The service-batteries in a boat are working hard, especially when one is out cruising and living onboard with long periods between marina berths. Compared with their engine start colleagues, they must withstand regular deep discharging, something starter batteries are especially bad at. A starter battery is made for working during just a few seconds each time, after which it becomes re-charged again. To be able to free up as much current as possible during this short period of time, the lead plates inside the starter battery are many and thin to allow for maximum surface for the heavy chemical reaction. A service battery, on the other hand, is designed for quite the opposite. Starter batteries inappropriately used for service may last as short as a couple of months onboard a serious cruising boat.

 

The fact that many sailors seem to do all right with starter batteries for service, nevertheless, can only result from frequent access to shore power, frequent motoring or thanks to the fact that discharging is made to no more than 20-30% of the battery’s capacity. If you are among these, you may stop reading here. This article is for the sailor who likes to anchor. Learn to read amps, volts and amphours on your amphour-meter, and you will soon be able to build an effective charging system. At the same time, you can react immediately, should something not be as usual.

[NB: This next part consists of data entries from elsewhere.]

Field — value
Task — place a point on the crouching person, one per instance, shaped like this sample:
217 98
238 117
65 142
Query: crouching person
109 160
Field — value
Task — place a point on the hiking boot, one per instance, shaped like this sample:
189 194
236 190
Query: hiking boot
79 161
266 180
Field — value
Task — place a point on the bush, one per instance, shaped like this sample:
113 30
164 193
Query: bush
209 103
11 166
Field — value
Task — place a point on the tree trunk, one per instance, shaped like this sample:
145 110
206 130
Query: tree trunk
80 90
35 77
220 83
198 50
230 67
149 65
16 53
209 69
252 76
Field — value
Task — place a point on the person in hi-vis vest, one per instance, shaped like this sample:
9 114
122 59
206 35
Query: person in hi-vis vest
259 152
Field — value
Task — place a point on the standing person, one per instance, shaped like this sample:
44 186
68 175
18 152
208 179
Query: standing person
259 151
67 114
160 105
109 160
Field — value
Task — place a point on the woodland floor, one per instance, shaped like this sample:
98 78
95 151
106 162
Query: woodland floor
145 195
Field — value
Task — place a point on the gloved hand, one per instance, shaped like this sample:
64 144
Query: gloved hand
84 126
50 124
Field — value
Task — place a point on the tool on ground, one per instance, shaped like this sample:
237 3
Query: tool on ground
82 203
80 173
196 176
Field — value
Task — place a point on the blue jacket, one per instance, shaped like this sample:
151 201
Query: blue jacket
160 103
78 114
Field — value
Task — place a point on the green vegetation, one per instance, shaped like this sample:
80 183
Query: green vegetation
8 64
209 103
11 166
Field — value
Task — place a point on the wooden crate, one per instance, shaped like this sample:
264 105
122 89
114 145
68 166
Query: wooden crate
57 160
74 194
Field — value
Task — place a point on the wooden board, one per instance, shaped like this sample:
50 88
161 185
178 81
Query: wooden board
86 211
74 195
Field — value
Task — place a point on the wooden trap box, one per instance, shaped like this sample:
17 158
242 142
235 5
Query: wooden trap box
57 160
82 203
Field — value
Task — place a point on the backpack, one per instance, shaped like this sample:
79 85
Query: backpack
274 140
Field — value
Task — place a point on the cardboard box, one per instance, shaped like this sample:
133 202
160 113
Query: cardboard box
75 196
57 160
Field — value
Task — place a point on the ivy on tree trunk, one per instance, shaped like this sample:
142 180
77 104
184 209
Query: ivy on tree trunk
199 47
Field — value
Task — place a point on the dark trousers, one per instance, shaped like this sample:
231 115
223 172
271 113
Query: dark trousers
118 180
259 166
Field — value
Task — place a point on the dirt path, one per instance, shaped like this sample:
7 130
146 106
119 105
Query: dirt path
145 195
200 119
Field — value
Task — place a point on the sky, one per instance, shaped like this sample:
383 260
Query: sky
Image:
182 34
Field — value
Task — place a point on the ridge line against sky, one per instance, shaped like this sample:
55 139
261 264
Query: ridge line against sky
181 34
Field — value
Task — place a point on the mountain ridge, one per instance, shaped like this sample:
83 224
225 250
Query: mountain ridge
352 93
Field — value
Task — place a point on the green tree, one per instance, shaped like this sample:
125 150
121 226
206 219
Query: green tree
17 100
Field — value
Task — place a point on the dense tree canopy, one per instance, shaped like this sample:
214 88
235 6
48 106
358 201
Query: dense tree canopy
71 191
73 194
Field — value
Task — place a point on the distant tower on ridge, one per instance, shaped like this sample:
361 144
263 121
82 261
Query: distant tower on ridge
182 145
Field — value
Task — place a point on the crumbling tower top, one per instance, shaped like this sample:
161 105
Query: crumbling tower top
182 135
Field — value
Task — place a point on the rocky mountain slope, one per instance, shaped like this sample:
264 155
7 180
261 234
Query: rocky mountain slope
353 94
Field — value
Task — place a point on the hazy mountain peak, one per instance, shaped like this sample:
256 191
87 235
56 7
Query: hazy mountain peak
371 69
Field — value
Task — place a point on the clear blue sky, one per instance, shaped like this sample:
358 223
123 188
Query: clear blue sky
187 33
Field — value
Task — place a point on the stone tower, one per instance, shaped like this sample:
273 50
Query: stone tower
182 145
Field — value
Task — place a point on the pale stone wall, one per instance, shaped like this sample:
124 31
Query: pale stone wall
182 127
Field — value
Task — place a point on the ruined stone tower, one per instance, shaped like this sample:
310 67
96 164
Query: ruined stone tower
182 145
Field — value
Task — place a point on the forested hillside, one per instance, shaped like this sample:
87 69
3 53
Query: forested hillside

A true deep-cycle battery also found in numerous golf-carts.

 

Lets take the easy part first: Discharging. Here, you read the current, which is drained from the battery (measured in amps, A). Is everything switched off, it should read 0A. If not, you might have a leakage, like a lamp that is left on. Switching on applications one by one, the current increases while you may observe how much the individual equipment actually is consuming. So far, everything should be as clear as an anchorage in the Caribbean.

Fruther to current, voltage and amphours, the Ah-meter can also show the battery status in percent.

At what stage are the batteries then getting “empty”? Well, that is when a certain amount of current (A) has been consumed during a certain number of hours (h). Batteries are either drained by much current during few hours or little current during a longer period. The “quantity of power” is calculated as amps times hours = Ah.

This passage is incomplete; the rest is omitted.